Tyrone Power - Early Life

Early Life

Power was born in Cincinnati, Ohio, in 1914, the only son of Helen Emma "Patia" (née Reaume) and the English-born American stage and screen actor Tyrone Power, Sr. Power was descended from a long theatrical line going back to his great-grandfather, the actor and comedian Tyrone Power (1795-1841). His father's ancestry included Irish, English, and Protestant French Huguenots (the latter through his paternal grandmother's Lavenu and Blossett ancestors). His mother had Catholic French Canadian (through the Reaume family) and German (from Alsace-Lorraine) ancestry. Through his paternal great-grandmother, Anne Gilbert, Power was related to the actor Laurence Olivier; through his paternal grandmother, stage actress Ethel Lavenu, he was related by marriage to author Evelyn Waugh, and through his father's first cousin, Norah Emily Gorman Power, he was related to the theatrical director Sir (William) Tyrone Guthrie, founder of the Stratford Festival (now the Stratford Shakespeare Festival) in Canada and the Tyrone Guthrie Theatre in Minneapolis, Minnesota.

During the first year of Power's life, he lived in Cincinnati. His father was absent for long periods due to his stage commitments in New York. Young Power was a sickly child, and his doctor advised his family that the climate in California might be better for his health. The family moved there in 1915, and Power's sister Anne was born there on August 26, 1915. The parents appeared together on stage and, in 1917, their movie, The Planter, was released. Tyrone Power, Sr., as he later became known, found himself away from home more frequently, as his stage career took him to New York. The Powers drifted apart, and they divorced around 1920.

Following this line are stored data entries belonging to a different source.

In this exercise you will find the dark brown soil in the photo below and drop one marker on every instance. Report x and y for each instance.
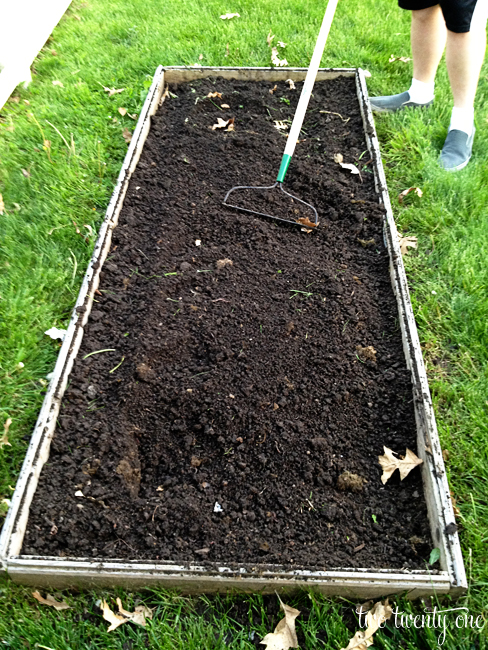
(239, 371)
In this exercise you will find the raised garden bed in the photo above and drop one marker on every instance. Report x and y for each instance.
(216, 432)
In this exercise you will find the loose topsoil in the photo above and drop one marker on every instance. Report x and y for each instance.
(241, 370)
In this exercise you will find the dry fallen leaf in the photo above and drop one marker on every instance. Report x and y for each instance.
(375, 618)
(113, 91)
(403, 194)
(280, 125)
(305, 221)
(284, 636)
(224, 262)
(114, 619)
(275, 60)
(406, 242)
(51, 601)
(403, 59)
(367, 353)
(4, 438)
(353, 169)
(390, 463)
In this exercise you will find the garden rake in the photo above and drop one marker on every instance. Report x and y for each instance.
(294, 133)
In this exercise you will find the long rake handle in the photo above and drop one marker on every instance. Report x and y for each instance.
(307, 89)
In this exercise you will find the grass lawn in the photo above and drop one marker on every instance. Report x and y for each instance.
(61, 146)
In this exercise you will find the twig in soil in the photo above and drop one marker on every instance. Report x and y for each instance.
(117, 366)
(98, 352)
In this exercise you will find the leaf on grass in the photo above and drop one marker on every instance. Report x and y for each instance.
(390, 463)
(406, 242)
(275, 60)
(284, 635)
(375, 619)
(353, 169)
(305, 221)
(403, 194)
(4, 438)
(280, 125)
(55, 333)
(113, 91)
(403, 59)
(51, 601)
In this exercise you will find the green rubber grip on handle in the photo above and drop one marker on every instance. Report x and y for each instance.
(285, 163)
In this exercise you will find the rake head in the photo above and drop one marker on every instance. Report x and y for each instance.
(291, 208)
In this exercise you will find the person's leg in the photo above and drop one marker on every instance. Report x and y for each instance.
(465, 51)
(428, 39)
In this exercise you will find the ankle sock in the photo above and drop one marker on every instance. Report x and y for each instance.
(420, 92)
(462, 119)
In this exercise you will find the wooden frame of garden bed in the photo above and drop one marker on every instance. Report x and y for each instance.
(194, 578)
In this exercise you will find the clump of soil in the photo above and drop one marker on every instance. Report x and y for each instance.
(222, 427)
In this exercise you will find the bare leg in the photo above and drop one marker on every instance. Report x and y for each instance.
(428, 39)
(464, 57)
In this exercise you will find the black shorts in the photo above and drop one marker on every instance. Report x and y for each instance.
(458, 14)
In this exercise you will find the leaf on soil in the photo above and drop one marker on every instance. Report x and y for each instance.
(224, 262)
(55, 333)
(351, 167)
(305, 221)
(403, 59)
(403, 194)
(375, 618)
(390, 463)
(280, 125)
(367, 353)
(221, 124)
(406, 242)
(275, 60)
(113, 91)
(4, 438)
(284, 635)
(51, 601)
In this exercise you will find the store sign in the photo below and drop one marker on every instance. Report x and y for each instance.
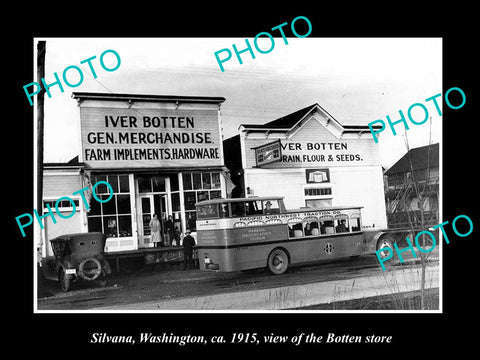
(315, 176)
(140, 138)
(268, 153)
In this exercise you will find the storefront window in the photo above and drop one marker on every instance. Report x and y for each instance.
(187, 182)
(174, 182)
(197, 181)
(114, 217)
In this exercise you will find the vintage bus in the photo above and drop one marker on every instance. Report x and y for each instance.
(257, 232)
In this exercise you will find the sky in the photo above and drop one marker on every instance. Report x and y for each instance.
(357, 80)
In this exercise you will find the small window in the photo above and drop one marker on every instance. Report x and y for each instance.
(254, 208)
(208, 211)
(238, 209)
(295, 228)
(310, 227)
(223, 211)
(318, 191)
(326, 225)
(271, 207)
(355, 222)
(341, 224)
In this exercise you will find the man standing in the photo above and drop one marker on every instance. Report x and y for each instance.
(188, 243)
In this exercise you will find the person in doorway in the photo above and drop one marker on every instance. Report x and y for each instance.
(170, 232)
(268, 208)
(155, 230)
(341, 227)
(188, 243)
(177, 236)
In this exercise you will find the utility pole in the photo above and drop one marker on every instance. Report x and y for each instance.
(41, 49)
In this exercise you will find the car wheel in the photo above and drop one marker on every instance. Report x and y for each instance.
(65, 282)
(382, 246)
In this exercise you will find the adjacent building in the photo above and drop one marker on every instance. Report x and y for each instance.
(312, 160)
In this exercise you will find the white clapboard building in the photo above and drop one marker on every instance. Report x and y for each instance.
(160, 154)
(312, 160)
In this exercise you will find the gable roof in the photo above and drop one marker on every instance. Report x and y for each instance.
(419, 158)
(289, 121)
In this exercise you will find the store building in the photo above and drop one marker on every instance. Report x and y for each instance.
(160, 154)
(312, 160)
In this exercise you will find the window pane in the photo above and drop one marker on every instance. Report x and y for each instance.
(190, 200)
(208, 211)
(197, 181)
(125, 226)
(238, 208)
(95, 224)
(254, 208)
(109, 206)
(124, 184)
(176, 202)
(295, 229)
(187, 182)
(216, 181)
(207, 184)
(123, 204)
(113, 181)
(144, 184)
(110, 226)
(191, 217)
(341, 226)
(215, 194)
(94, 207)
(158, 184)
(355, 223)
(202, 195)
(174, 182)
(101, 188)
(311, 228)
(224, 211)
(271, 207)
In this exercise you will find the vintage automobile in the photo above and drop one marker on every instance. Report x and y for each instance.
(78, 257)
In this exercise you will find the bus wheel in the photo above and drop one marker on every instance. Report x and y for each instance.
(382, 244)
(277, 262)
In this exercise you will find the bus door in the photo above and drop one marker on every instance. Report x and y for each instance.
(150, 204)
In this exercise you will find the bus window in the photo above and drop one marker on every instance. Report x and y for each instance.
(342, 226)
(326, 225)
(238, 208)
(341, 223)
(223, 210)
(355, 222)
(271, 207)
(208, 211)
(295, 228)
(253, 207)
(311, 226)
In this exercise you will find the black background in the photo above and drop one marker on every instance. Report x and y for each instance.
(51, 335)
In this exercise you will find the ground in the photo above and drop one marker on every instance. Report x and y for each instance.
(145, 283)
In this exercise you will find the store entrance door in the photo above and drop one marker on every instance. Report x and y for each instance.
(150, 204)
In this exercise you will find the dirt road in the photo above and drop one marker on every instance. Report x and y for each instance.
(148, 285)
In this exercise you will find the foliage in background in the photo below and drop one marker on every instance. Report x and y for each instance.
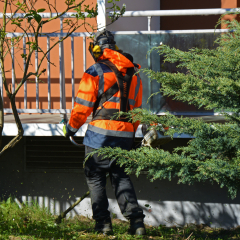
(30, 25)
(30, 221)
(207, 78)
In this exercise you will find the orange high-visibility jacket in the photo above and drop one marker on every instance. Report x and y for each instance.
(96, 80)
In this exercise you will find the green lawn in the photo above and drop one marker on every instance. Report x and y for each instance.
(32, 222)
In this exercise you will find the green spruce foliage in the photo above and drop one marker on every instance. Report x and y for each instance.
(208, 78)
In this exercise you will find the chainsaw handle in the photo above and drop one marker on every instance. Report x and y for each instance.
(75, 143)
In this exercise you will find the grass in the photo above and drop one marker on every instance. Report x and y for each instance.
(33, 222)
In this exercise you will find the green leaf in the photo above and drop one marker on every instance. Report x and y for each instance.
(41, 10)
(37, 17)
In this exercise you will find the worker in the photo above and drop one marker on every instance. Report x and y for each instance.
(107, 87)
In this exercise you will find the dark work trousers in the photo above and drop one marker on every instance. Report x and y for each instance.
(95, 171)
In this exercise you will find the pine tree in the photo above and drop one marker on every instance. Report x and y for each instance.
(208, 78)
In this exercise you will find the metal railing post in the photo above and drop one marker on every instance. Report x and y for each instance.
(24, 66)
(62, 73)
(13, 66)
(72, 66)
(48, 73)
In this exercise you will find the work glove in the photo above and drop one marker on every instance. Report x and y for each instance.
(66, 135)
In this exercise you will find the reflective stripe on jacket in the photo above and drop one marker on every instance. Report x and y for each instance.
(96, 80)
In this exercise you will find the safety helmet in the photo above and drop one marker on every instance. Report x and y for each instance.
(103, 39)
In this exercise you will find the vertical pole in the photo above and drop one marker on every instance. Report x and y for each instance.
(24, 66)
(13, 71)
(48, 73)
(1, 82)
(101, 18)
(62, 75)
(149, 23)
(150, 67)
(84, 53)
(36, 80)
(72, 66)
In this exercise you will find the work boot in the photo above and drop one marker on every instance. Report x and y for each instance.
(104, 226)
(137, 226)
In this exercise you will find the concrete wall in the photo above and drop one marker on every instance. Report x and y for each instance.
(169, 202)
(136, 23)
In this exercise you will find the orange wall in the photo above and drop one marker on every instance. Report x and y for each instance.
(54, 58)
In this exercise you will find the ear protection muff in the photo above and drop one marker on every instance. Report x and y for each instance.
(96, 50)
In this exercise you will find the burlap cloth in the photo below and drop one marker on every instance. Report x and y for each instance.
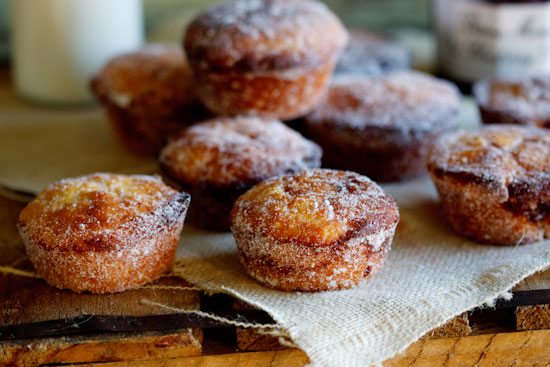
(431, 274)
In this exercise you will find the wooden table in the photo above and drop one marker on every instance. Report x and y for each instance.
(516, 333)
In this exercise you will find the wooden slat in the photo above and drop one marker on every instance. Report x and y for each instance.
(101, 348)
(534, 317)
(526, 349)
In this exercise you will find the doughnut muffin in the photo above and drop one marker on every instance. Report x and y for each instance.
(148, 95)
(515, 101)
(103, 233)
(382, 126)
(494, 183)
(218, 160)
(264, 57)
(314, 230)
(369, 53)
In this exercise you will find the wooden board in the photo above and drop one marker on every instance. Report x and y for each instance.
(526, 349)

After the divorce, Patia Power worked as a stage actress. In 1921, at the age of 7, young Tyrone appeared with his mother in the mission play, La Golondrina, at San Gabriel, California. A couple of years later the family moved back to Cincinnati, where they lived with the family of Patia's aunt, Helen Schuster Martin, founder of the Schuster-Martin School of Drama. Power's mother supported her family as a drama and voice coach at the Schuster-Martin School. For several years she coached her son in voice and dramatics during her spare time. Power grew up in the Martin household with his mother's aunt Helen, her husband William, and their two children, his cousins, Roberta and William .

Power went to Cincinnati-area Catholic schools and graduated from Purcell High School in 1931. Upon his graduation, he opted to join his father to learn what he could about acting from one of the stage's most respected actors.